One way is to hope that the events are completely independent from each other. This basically means that as we look at each part produced on splitting by E1 (E1 and ~E1), and further split each of these parts by E2, the horizontal lines in each vertical quarter shift according to the current level of H in the part being split, with the result that P(E2|E1,Hi) = P(E2|Hi). It would look something like this:

+----+----+--+--+
| e  | f  |g |h |
|----|    |  |  |
|    |    |  |  | H1
|    |----|  |  |
|    |    |--|  |
|    |    |  |  |
|    |    |  |--| H2
+----+----+--+--+
 E1   E1   ~E1 ~E1
 E2   ~E2  E2  ~E2

The equality P(E2|E1,H1) = P(E2|H1) = P(E2|~E1,H1) would imply (even though it doesn't quite look like it in ASCII art):

e / (e + f) = a / (a + b) = g / (g+h)

That's a simple-minded implementation (in the scienific circles they call it naive, sometimes even spelled with two "i"s). The problem there is that when the assumption is not true and the events are strongly dependent, this can drive probabilities in weird ways.

Another way would be to build the tree of exact splits: split the slices produced by E1 into slices for E2, then for E3, and so on, and for each vertical slice after each split find the exact proportion of cases. This is obviously much more complex, and complexity grows exponentially with the number of events.

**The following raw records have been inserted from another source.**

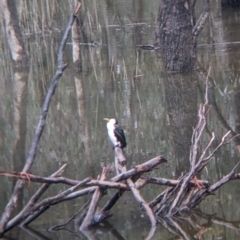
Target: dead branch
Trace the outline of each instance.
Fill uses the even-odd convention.
[[[78,4],[76,10],[80,9],[79,4]],[[44,126],[45,126],[45,123],[46,123],[46,118],[47,118],[48,109],[49,109],[49,106],[50,106],[52,96],[54,95],[55,89],[57,87],[57,83],[58,83],[63,71],[67,67],[67,64],[65,64],[64,61],[63,61],[63,52],[64,52],[64,48],[65,48],[65,45],[66,45],[66,42],[67,42],[67,39],[68,39],[68,35],[71,31],[72,24],[73,24],[73,22],[76,18],[75,14],[76,14],[76,12],[71,14],[71,16],[69,18],[69,22],[67,24],[67,27],[65,29],[64,35],[63,35],[61,43],[60,43],[60,47],[59,47],[58,55],[57,55],[57,62],[58,62],[57,70],[56,70],[55,75],[53,76],[53,78],[51,80],[50,87],[48,89],[47,95],[46,95],[44,103],[43,103],[42,113],[41,113],[41,116],[40,116],[40,119],[39,119],[39,122],[38,122],[38,126],[36,128],[35,135],[33,137],[33,141],[32,141],[32,144],[31,144],[31,147],[30,147],[30,150],[29,150],[29,154],[28,154],[28,157],[26,159],[26,163],[25,163],[25,165],[22,169],[22,172],[24,172],[24,173],[28,173],[30,171],[31,167],[32,167],[32,164],[34,162],[36,152],[37,152],[37,146],[38,146],[38,143],[39,143],[40,138],[42,136]],[[6,205],[6,207],[4,209],[4,212],[2,214],[2,217],[1,217],[0,234],[5,231],[6,224],[7,224],[8,220],[11,216],[11,213],[12,213],[13,209],[15,208],[15,203],[16,203],[19,195],[21,194],[21,189],[23,188],[23,184],[24,184],[24,181],[18,180],[15,187],[14,187],[12,196],[11,196],[8,204]]]
[[[64,169],[66,168],[67,164],[64,164],[58,171],[53,173],[51,175],[52,178],[58,177],[62,174]],[[30,198],[26,206],[22,209],[20,213],[18,213],[13,219],[11,219],[5,228],[5,231],[10,230],[12,227],[16,226],[18,223],[20,223],[27,215],[30,213],[31,206],[33,206],[39,198],[42,196],[42,194],[50,187],[50,184],[43,184],[38,191]]]
[[[141,165],[138,165],[136,167],[134,167],[131,170],[128,170],[126,172],[120,173],[119,175],[113,177],[111,179],[112,182],[119,182],[122,180],[126,180],[130,177],[132,177],[133,175],[137,174],[137,173],[143,173],[143,172],[148,172],[151,171],[152,169],[154,169],[156,166],[158,166],[161,163],[167,162],[167,160],[163,157],[163,156],[158,156],[155,157]]]
[[[111,165],[108,165],[106,168],[103,168],[102,175],[100,177],[100,181],[104,181],[107,177],[107,174],[109,173],[111,169]],[[94,221],[94,215],[97,209],[98,201],[100,200],[100,197],[102,195],[102,189],[100,187],[97,187],[93,196],[92,196],[92,201],[90,203],[87,215],[80,226],[80,230],[84,230],[92,226],[95,221]]]

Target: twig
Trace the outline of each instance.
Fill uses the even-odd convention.
[[[76,9],[80,8],[79,4],[78,4]],[[75,12],[75,14],[76,14],[76,12]],[[33,138],[29,153],[28,153],[28,157],[26,159],[26,163],[25,163],[25,165],[23,167],[23,170],[22,170],[22,172],[25,172],[25,173],[28,173],[30,171],[31,166],[34,162],[34,159],[35,159],[35,156],[36,156],[36,153],[37,153],[37,146],[38,146],[38,143],[40,141],[40,138],[41,138],[43,130],[44,130],[44,126],[45,126],[45,122],[46,122],[46,118],[47,118],[47,114],[48,114],[48,109],[49,109],[49,105],[50,105],[52,96],[54,95],[54,92],[55,92],[55,89],[57,87],[57,83],[58,83],[59,78],[61,77],[63,71],[67,67],[67,64],[65,64],[63,62],[63,51],[64,51],[64,48],[66,46],[66,42],[67,42],[67,39],[68,39],[68,35],[71,31],[72,24],[73,24],[73,22],[76,18],[75,14],[73,14],[73,13],[71,14],[69,22],[68,22],[67,27],[66,27],[66,30],[64,32],[64,35],[63,35],[61,43],[60,43],[60,47],[59,47],[59,50],[58,50],[57,70],[56,70],[55,75],[53,76],[53,78],[51,80],[50,87],[49,87],[47,95],[45,97],[43,107],[42,107],[42,113],[41,113],[41,116],[40,116],[40,119],[39,119],[39,122],[38,122],[38,126],[37,126],[36,131],[35,131],[35,135],[34,135],[34,138]],[[11,198],[10,198],[8,204],[6,205],[6,207],[4,209],[4,212],[2,214],[2,218],[1,218],[1,221],[0,221],[0,234],[5,231],[6,224],[7,224],[8,220],[11,216],[11,213],[12,213],[14,207],[15,207],[15,203],[16,203],[19,195],[21,194],[21,189],[23,188],[23,184],[24,184],[24,181],[18,180],[15,187],[14,187],[12,196],[11,196]]]

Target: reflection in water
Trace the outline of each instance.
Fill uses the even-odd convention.
[[[70,1],[73,2],[73,1]],[[44,5],[46,3],[46,5]],[[24,154],[24,144],[30,145],[31,137],[36,127],[37,116],[39,115],[44,95],[45,81],[52,76],[55,65],[55,52],[58,46],[58,39],[61,37],[62,26],[65,26],[66,16],[69,15],[69,2],[67,1],[27,1],[25,5],[17,2],[18,9],[21,9],[20,22],[23,24],[25,43],[32,58],[31,80],[25,87],[19,89],[19,93],[27,91],[28,101],[26,109],[22,105],[20,112],[26,112],[25,119],[26,136],[22,136],[22,146],[15,145],[15,128],[11,115],[17,116],[15,108],[17,103],[13,102],[13,90],[11,84],[11,66],[4,41],[1,41],[2,52],[0,74],[1,74],[1,166],[12,169],[8,159],[17,159],[15,149],[21,146],[19,152]],[[95,1],[83,2],[84,8],[81,12],[81,43],[98,41],[100,44],[88,48],[81,45],[79,39],[76,44],[69,44],[66,59],[69,62],[69,69],[60,80],[58,89],[54,96],[53,107],[49,109],[46,131],[43,134],[39,146],[38,161],[33,172],[46,176],[54,172],[59,165],[68,162],[66,176],[81,179],[86,175],[95,176],[91,170],[87,171],[86,162],[91,162],[97,168],[113,162],[113,153],[108,145],[105,123],[106,116],[119,119],[124,129],[129,146],[126,150],[128,167],[149,159],[151,156],[163,154],[171,162],[171,168],[156,170],[154,175],[169,177],[179,174],[187,168],[188,153],[192,127],[197,120],[198,90],[196,82],[199,78],[195,74],[169,75],[159,74],[160,66],[157,63],[154,52],[136,50],[135,46],[148,44],[154,41],[155,19],[159,2],[155,0],[131,1],[128,4],[124,1]],[[231,10],[222,13],[219,2],[212,2],[212,25],[207,26],[202,33],[200,43],[207,45],[207,48],[198,49],[198,59],[206,69],[212,67],[213,79],[216,82],[212,89],[215,93],[215,102],[221,109],[222,115],[232,129],[237,126],[238,119],[238,86],[239,83],[239,46],[231,45],[232,41],[237,42],[239,26],[239,14],[237,10],[232,14]],[[33,8],[34,11],[31,11]],[[224,10],[223,10],[224,11]],[[34,12],[35,14],[31,14]],[[197,12],[200,12],[197,9]],[[141,23],[141,24],[135,24]],[[28,34],[28,35],[27,35]],[[75,34],[75,31],[72,32]],[[215,43],[228,42],[228,48],[222,44],[211,48],[208,41]],[[71,41],[69,39],[69,41]],[[72,53],[81,55],[77,66],[82,72],[73,74],[71,70]],[[74,79],[74,81],[73,81]],[[39,93],[38,84],[42,84]],[[47,86],[48,84],[46,84]],[[218,89],[226,89],[228,98],[223,99]],[[23,90],[25,88],[25,90]],[[204,87],[203,87],[204,88]],[[76,91],[75,91],[76,90]],[[232,101],[231,92],[236,92],[235,101]],[[39,97],[39,94],[42,96]],[[23,99],[22,99],[23,100]],[[25,100],[23,100],[24,102]],[[59,104],[61,102],[61,104]],[[58,103],[58,108],[55,104]],[[235,110],[234,110],[235,107]],[[13,110],[14,109],[14,113]],[[16,115],[15,115],[16,114]],[[21,119],[20,119],[21,118]],[[24,114],[19,118],[24,122]],[[15,118],[17,119],[17,118]],[[26,124],[27,121],[27,124]],[[235,124],[236,121],[236,124]],[[222,135],[222,128],[214,114],[210,115],[208,124],[209,130],[217,135]],[[239,132],[236,130],[236,132]],[[79,144],[79,133],[81,134],[82,145]],[[208,136],[203,136],[203,141],[208,141]],[[50,149],[50,150],[49,150]],[[52,157],[55,153],[57,157]],[[226,161],[220,161],[225,159]],[[231,159],[231,161],[229,161]],[[216,181],[222,177],[229,166],[235,165],[238,156],[234,147],[226,146],[221,152],[214,156],[213,163],[203,173],[204,178]],[[98,172],[98,171],[97,171]],[[172,173],[174,172],[174,174]],[[215,174],[216,173],[216,174]],[[0,196],[1,209],[9,197],[11,186],[5,181],[1,187]],[[29,191],[34,191],[34,185]],[[52,188],[52,193],[62,190],[62,186]],[[146,199],[152,199],[159,193],[159,188],[148,188],[142,190]],[[94,235],[99,239],[144,239],[147,238],[150,226],[144,222],[143,214],[139,214],[139,208],[126,194],[126,203],[114,208],[114,216],[109,219],[112,226],[106,230],[100,227],[94,229]],[[174,219],[169,222],[166,229],[158,226],[153,235],[154,238],[169,239],[172,236],[189,237],[193,239],[197,235],[203,239],[224,238],[238,239],[239,223],[237,222],[239,191],[236,184],[229,184],[213,196],[207,199],[201,208],[204,212],[217,213],[217,216],[199,218],[194,214],[182,223]],[[25,200],[25,198],[24,198]],[[76,209],[81,206],[81,201],[63,203],[59,208],[54,208],[40,217],[33,226],[37,231],[46,229],[56,224],[59,219],[68,219]],[[131,209],[131,211],[129,211]],[[136,211],[135,211],[136,210]],[[224,216],[224,217],[223,217]],[[212,218],[213,217],[213,218]],[[222,218],[221,218],[222,217]],[[195,221],[197,219],[197,223]],[[180,218],[181,219],[181,218]],[[229,219],[229,221],[226,221]],[[164,223],[162,223],[164,226]],[[165,223],[166,224],[166,223]],[[211,225],[211,228],[209,227]],[[169,227],[171,226],[171,228]],[[168,227],[168,228],[167,228]],[[70,227],[75,232],[74,227]],[[206,230],[206,231],[205,231]],[[22,238],[27,239],[30,232]],[[80,233],[78,233],[80,234]],[[45,234],[44,234],[45,235]],[[62,231],[46,233],[49,239],[72,238],[69,233]],[[79,236],[79,235],[78,235]],[[44,236],[39,236],[44,239]],[[80,235],[82,238],[83,236]],[[78,237],[76,237],[78,238]]]
[[[174,143],[171,159],[176,162],[176,177],[189,169],[189,150],[197,124],[197,75],[167,74],[163,77],[169,117],[169,137]]]

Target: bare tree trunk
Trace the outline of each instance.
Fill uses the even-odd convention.
[[[12,60],[17,67],[26,66],[27,54],[23,44],[15,2],[2,0],[0,1],[0,7]]]
[[[156,45],[169,72],[192,71],[196,65],[197,37],[207,20],[209,0],[195,24],[194,0],[161,0]],[[159,55],[160,56],[160,55]]]

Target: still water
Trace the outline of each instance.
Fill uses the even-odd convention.
[[[56,70],[58,44],[70,10],[68,1],[22,0],[16,4],[30,68],[19,76],[12,67],[1,27],[0,170],[20,171]],[[69,38],[65,50],[69,66],[51,103],[33,174],[49,176],[67,163],[65,177],[96,178],[102,167],[114,159],[105,117],[117,118],[125,130],[128,169],[161,154],[168,159],[168,164],[153,171],[152,176],[176,179],[186,170],[192,129],[197,122],[198,106],[204,101],[205,78],[198,72],[179,74],[179,81],[174,81],[176,75],[173,79],[164,72],[154,51],[136,48],[136,45],[155,41],[158,7],[159,2],[154,0],[83,1],[80,13],[82,71],[78,74],[82,107],[79,112]],[[209,133],[214,132],[219,141],[229,128],[237,131],[240,121],[240,99],[237,98],[240,90],[240,9],[221,8],[219,2],[212,3],[211,9],[197,48],[198,68],[207,76],[211,67],[214,83],[212,108],[200,150],[208,143]],[[200,11],[199,5],[197,15]],[[214,183],[229,173],[238,160],[236,144],[225,145],[214,155],[201,177]],[[11,196],[13,183],[13,179],[1,177],[0,211]],[[208,197],[198,208],[201,213],[191,215],[192,221],[184,216],[177,219],[176,223],[187,236],[166,230],[162,222],[151,239],[177,236],[181,239],[239,239],[238,186],[237,181],[230,182],[216,195]],[[38,187],[39,184],[26,184],[23,204]],[[52,196],[63,188],[65,186],[52,186],[48,194]],[[163,189],[147,185],[141,189],[141,194],[150,201]],[[112,193],[109,191],[109,195]],[[56,232],[47,229],[65,222],[87,199],[54,206],[30,228],[13,229],[7,235],[12,239],[84,238],[74,224]],[[103,204],[106,199],[108,196],[104,196]],[[150,224],[131,194],[126,193],[112,211],[113,217],[104,226],[94,229],[96,239],[147,238]]]

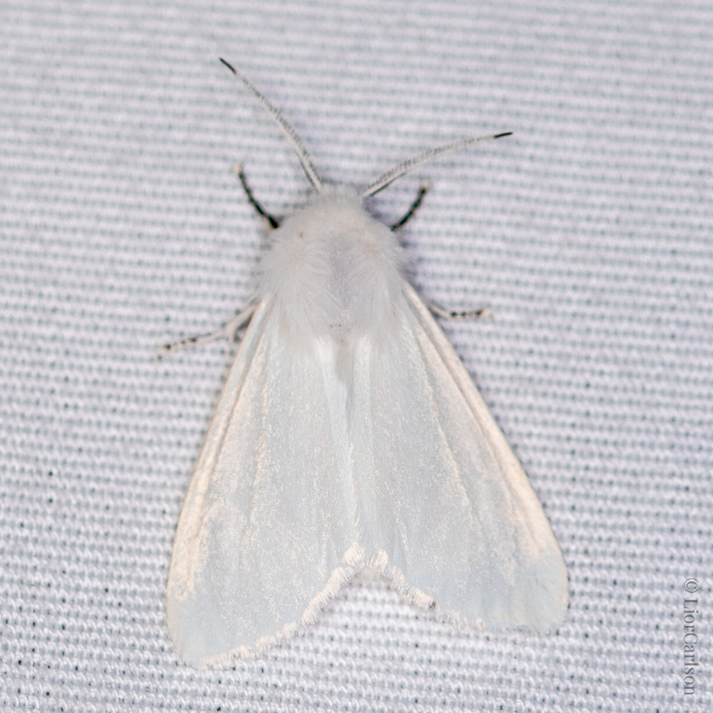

The third way (I think I've just realized it from reading the materials about data science) would be to track the splits by events pair-wise, do the vertical splits by each pair: (E1, E2), (E1, E3), ..., (E1, En), (E2, E3), (E2, E4), ..., (E2, En), and so on. I haven't quite thought through yet the adjustments that would need to be computed for each split. I guess, fundamentally it would be a representation of the covariance matrix (another word I've learned). But I guess there are two potential ways to do it: one would be to adjust the positions of the horizontal lines after the second split, another would be to adjust the positions of the vertical lines for the second split. I'm not sure which one is more correct. Maybe either way would adjust the ratio of the areas on the left and right to the same value. But either way, after you apply E1, adjust the probabilities of E2, E3, and the rest of the events according to this matrix. Then after applying E2, adjust E3, E4, and so on. It won't be a perfect match that can be produced with the exact splits but it would easily catch the events that are duplicates and near-duplicates of each other.